04bNormalization

Database Management

Mick McQuaid

University of Texas at Austin

03 May 2026

Overview

  • Normalization is the process of transforming a database so that anomalies, insertion, deletion, and update anomalies, are unlikely if not impossible
  • Normalization is usually conducted in phases called forms
  • Pretty much every database I’ve ever worked with has been normalized to at least third normal form, while many advance to fourth normal form or Boyce-Codd normal form

Relational Notation

The convention we’ll observe for writing out relations is as follows.

relationName( primaryKey, foreignKey, field1, field2, \(\ldots\) )

Some books follow the convention that the name of the relation is in all caps. We will not observe that convention here.

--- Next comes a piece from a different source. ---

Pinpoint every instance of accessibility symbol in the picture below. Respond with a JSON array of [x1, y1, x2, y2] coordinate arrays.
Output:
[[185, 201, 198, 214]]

We will follow the convention of underlining the primary key and italicizing foreign keys. If you are writing in plain text without the ability to underline or italicize, please obey the following convention.

relationName( primaryKey (pk), foreignKey (fk), field1, field2, \(\ldots\) )

1NF: First normal form

A relation is in first normal form, 1NF, if and only if all columns contain only atomic values—that is, each column can have only one value for each row in the table.

Whether an item is atomic is a matter determined by people.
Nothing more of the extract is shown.